UNITA opõe-se ao OGE sobreposto ao serviço da dívida pública

A proposta de Orçamento Geral de Estado 2019, avaliada em 11,2 biliões de Kwanzas, será discutida e aprovada na generalidade na primeira sessão parlamentar, agendada para o dia 14 deste mês.

A UNITA, o maior partido da Oposição em Angola, considera que mais de metade da disponibilidade definida no Orçamento Geral do Estado (OGE) de 2018 não foi aplicada a favor do cidadão, devido à   sobreposição do serviço da divida pública. O líder da bancada parlamentar do “Galo Negro”, Adalberto da Costa Júnior, diz que este cenário não pode voltar a acontecer com o OGE de 2019, alegando poder retirar rigor e aplicabilidade das receitas definidas, sobretudo as viradas para o sector social.

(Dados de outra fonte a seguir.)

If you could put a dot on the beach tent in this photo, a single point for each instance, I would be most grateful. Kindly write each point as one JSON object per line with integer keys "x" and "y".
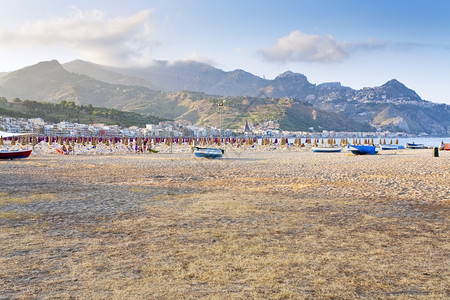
{"x": 9, "y": 134}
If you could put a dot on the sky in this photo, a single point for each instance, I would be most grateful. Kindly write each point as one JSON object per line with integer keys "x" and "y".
{"x": 361, "y": 43}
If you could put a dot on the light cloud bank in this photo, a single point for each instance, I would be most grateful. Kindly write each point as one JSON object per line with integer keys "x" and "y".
{"x": 303, "y": 47}
{"x": 111, "y": 41}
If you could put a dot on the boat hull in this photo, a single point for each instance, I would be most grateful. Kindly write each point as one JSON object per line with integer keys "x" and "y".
{"x": 14, "y": 154}
{"x": 414, "y": 146}
{"x": 388, "y": 147}
{"x": 363, "y": 149}
{"x": 327, "y": 149}
{"x": 208, "y": 152}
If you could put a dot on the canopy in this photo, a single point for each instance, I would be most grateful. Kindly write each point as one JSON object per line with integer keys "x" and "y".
{"x": 10, "y": 134}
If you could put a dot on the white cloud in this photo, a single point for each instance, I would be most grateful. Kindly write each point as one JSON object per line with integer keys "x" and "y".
{"x": 300, "y": 46}
{"x": 112, "y": 41}
{"x": 194, "y": 56}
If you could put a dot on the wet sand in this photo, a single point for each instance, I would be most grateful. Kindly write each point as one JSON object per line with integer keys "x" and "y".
{"x": 254, "y": 224}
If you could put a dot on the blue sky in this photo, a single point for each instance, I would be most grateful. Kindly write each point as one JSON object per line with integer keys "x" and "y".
{"x": 359, "y": 43}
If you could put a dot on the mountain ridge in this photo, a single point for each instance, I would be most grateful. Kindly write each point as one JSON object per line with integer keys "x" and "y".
{"x": 145, "y": 90}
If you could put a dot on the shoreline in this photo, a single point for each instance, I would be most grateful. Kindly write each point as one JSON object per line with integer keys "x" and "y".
{"x": 254, "y": 224}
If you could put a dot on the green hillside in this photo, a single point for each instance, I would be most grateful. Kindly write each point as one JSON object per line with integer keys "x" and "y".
{"x": 69, "y": 111}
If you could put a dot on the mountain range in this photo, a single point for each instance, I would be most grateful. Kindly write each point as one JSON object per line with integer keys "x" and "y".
{"x": 191, "y": 90}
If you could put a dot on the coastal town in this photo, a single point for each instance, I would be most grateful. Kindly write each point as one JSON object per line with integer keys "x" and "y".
{"x": 175, "y": 129}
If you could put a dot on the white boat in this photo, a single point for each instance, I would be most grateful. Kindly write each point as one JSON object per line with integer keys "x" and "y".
{"x": 208, "y": 152}
{"x": 326, "y": 149}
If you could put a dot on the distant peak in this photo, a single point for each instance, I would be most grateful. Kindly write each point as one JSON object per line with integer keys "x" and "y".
{"x": 394, "y": 82}
{"x": 290, "y": 74}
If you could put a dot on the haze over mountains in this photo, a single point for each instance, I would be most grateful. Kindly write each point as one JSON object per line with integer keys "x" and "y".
{"x": 191, "y": 90}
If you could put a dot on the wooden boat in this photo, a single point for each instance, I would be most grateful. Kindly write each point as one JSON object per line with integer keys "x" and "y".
{"x": 326, "y": 149}
{"x": 388, "y": 147}
{"x": 208, "y": 152}
{"x": 445, "y": 147}
{"x": 414, "y": 146}
{"x": 14, "y": 154}
{"x": 363, "y": 149}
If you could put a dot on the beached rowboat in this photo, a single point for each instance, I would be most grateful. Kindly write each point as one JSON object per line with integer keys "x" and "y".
{"x": 388, "y": 147}
{"x": 363, "y": 149}
{"x": 326, "y": 149}
{"x": 14, "y": 154}
{"x": 414, "y": 146}
{"x": 208, "y": 152}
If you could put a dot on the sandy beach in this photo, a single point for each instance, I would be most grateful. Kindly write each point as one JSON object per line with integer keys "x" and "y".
{"x": 256, "y": 224}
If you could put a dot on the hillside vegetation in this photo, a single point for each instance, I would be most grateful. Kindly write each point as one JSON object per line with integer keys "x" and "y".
{"x": 69, "y": 111}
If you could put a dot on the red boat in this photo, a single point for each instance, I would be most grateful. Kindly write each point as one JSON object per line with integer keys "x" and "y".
{"x": 14, "y": 154}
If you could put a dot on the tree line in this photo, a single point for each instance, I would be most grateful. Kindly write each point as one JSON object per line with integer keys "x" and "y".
{"x": 71, "y": 112}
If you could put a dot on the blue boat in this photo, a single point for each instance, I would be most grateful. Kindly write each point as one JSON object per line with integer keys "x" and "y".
{"x": 363, "y": 149}
{"x": 208, "y": 152}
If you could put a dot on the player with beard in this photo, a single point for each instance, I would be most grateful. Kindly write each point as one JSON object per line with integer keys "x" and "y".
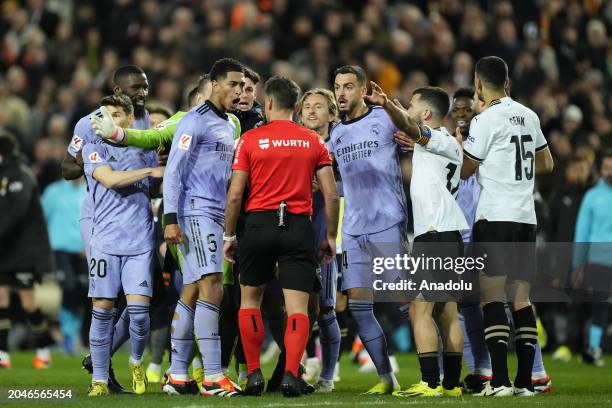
{"x": 508, "y": 148}
{"x": 368, "y": 162}
{"x": 198, "y": 171}
{"x": 318, "y": 112}
{"x": 127, "y": 80}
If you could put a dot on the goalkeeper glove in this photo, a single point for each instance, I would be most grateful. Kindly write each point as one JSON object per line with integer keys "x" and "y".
{"x": 106, "y": 128}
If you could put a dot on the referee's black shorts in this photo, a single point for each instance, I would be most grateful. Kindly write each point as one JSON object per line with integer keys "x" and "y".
{"x": 263, "y": 244}
{"x": 508, "y": 248}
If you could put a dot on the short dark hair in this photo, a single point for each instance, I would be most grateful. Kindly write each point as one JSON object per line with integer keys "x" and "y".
{"x": 493, "y": 71}
{"x": 192, "y": 95}
{"x": 221, "y": 67}
{"x": 435, "y": 97}
{"x": 352, "y": 69}
{"x": 8, "y": 142}
{"x": 159, "y": 109}
{"x": 252, "y": 75}
{"x": 463, "y": 93}
{"x": 284, "y": 91}
{"x": 202, "y": 81}
{"x": 121, "y": 101}
{"x": 123, "y": 72}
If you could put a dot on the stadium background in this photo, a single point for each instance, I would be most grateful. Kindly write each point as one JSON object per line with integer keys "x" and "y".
{"x": 57, "y": 58}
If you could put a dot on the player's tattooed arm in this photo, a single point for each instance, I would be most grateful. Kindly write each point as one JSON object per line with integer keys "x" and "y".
{"x": 71, "y": 168}
{"x": 398, "y": 115}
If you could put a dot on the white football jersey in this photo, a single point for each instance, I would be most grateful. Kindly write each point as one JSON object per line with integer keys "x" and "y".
{"x": 504, "y": 139}
{"x": 435, "y": 181}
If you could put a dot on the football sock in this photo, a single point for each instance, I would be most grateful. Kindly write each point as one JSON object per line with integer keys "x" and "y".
{"x": 497, "y": 333}
{"x": 206, "y": 329}
{"x": 100, "y": 342}
{"x": 140, "y": 324}
{"x": 430, "y": 371}
{"x": 329, "y": 334}
{"x": 181, "y": 339}
{"x": 252, "y": 335}
{"x": 121, "y": 331}
{"x": 371, "y": 334}
{"x": 526, "y": 339}
{"x": 452, "y": 370}
{"x": 296, "y": 337}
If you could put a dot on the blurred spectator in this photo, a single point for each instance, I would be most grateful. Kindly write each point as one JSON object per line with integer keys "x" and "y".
{"x": 61, "y": 203}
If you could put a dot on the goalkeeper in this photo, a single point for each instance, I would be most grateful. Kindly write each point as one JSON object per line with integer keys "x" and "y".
{"x": 160, "y": 138}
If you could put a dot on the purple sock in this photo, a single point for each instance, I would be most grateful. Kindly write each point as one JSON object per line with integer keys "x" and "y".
{"x": 100, "y": 342}
{"x": 329, "y": 334}
{"x": 181, "y": 339}
{"x": 371, "y": 334}
{"x": 121, "y": 331}
{"x": 207, "y": 333}
{"x": 140, "y": 324}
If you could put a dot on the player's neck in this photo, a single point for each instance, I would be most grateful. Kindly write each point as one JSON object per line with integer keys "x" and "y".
{"x": 491, "y": 95}
{"x": 216, "y": 102}
{"x": 360, "y": 110}
{"x": 280, "y": 115}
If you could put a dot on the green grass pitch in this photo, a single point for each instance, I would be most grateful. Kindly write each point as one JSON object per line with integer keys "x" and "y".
{"x": 574, "y": 385}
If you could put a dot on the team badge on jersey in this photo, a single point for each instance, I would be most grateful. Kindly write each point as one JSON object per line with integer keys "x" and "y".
{"x": 94, "y": 157}
{"x": 76, "y": 143}
{"x": 184, "y": 142}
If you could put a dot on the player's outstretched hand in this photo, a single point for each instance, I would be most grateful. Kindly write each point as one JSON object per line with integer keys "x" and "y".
{"x": 327, "y": 250}
{"x": 402, "y": 139}
{"x": 377, "y": 97}
{"x": 173, "y": 234}
{"x": 158, "y": 172}
{"x": 105, "y": 128}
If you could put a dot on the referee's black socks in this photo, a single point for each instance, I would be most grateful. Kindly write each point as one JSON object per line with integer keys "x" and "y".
{"x": 526, "y": 338}
{"x": 497, "y": 334}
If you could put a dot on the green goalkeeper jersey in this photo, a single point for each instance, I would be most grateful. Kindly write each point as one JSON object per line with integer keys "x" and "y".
{"x": 162, "y": 134}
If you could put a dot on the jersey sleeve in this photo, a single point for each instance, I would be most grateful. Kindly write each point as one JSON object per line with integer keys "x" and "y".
{"x": 182, "y": 146}
{"x": 323, "y": 157}
{"x": 444, "y": 145}
{"x": 81, "y": 131}
{"x": 477, "y": 145}
{"x": 94, "y": 156}
{"x": 540, "y": 140}
{"x": 159, "y": 136}
{"x": 242, "y": 155}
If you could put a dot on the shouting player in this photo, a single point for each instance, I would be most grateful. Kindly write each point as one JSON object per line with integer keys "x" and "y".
{"x": 368, "y": 162}
{"x": 199, "y": 167}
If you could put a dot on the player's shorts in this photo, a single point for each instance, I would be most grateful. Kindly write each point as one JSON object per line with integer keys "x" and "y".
{"x": 264, "y": 244}
{"x": 438, "y": 252}
{"x": 19, "y": 279}
{"x": 359, "y": 252}
{"x": 202, "y": 251}
{"x": 86, "y": 226}
{"x": 329, "y": 280}
{"x": 108, "y": 274}
{"x": 507, "y": 247}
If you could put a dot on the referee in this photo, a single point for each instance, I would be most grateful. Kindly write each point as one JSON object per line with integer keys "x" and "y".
{"x": 279, "y": 161}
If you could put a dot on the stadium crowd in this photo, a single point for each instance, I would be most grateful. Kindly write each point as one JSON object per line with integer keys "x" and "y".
{"x": 58, "y": 58}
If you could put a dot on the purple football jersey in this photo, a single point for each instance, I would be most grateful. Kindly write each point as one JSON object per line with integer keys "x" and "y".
{"x": 368, "y": 161}
{"x": 123, "y": 220}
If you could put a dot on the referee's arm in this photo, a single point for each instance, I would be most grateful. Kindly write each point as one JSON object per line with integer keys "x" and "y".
{"x": 327, "y": 185}
{"x": 232, "y": 210}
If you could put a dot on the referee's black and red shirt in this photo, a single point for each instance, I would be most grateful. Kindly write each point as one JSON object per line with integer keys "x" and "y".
{"x": 281, "y": 159}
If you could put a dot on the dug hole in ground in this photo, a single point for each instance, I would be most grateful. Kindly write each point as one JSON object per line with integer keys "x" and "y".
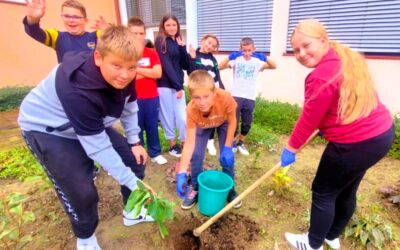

“Já tivemos no OGE 2018 uma experiência negativa, em que metade das disponibilidades definidas não foi aplicada, em detrimento do cidadão”, afirmou o político que diz continuar a registar-se no pais a falta de escolas, de saúde, e um nivel de pobreza que atinge metade da população. Entretanto, o líder parlamentar da Oposição exortou o Executivo a dedicar o seu orçamento-geral mais para o sector social, fazendo jus aos compromissos internacionais que o próprio Governo ratificou, em prol do bem-estar das populações Sobre a alegada falta de transparência e rigor na Assembleia Nacional, Adalberto Júnior, revela existirem “dinheiros considerados perdidos e escondidos, uma situação a que diz ser necessário pôr termo.

Para ele, há necessidade de resgate daquilo que chamou de verdadeiro papel da Assembleia Nacional, dentro de um espírito de diálogo, permitindo uma maior aproximação com os governados e melhor defesa dos seus interesses. A transmissão em directo dos debates nas sessões parlamentares é outra questão que o Grupo Parlamentar da UNITA quer ver resolvida nesta nova legislatura, por considerar o acesso à informação um direito fundamental do cidadão. Noutro campo de desenvolvimento, relativo ao combate à corrupção, o novo paradigma da governação do Presidente Lourenço, Adalberto da Costa Júnior, entende ser uma “farsa” baseada num “marketing político enganoso”.

O dirigente sustentou a sua afirmação apegando-se a alegados casos de proteccionismo de determinadas instituições e figuras da antiga governação, descritas como tendo sido os responsáveis do desfalque do erário que o país conheceu. “Foram presas duas ou três pessoas para interpretar que o combate à corrupção está a ser feito na sua plenitude. Nada de mais enganoso, pois os grandes desviadores do erário continuam impunes”, referiu Da Costa Júnior, citando algumas instituições afectas ao sistema financeiro com sobreposições pouco claras.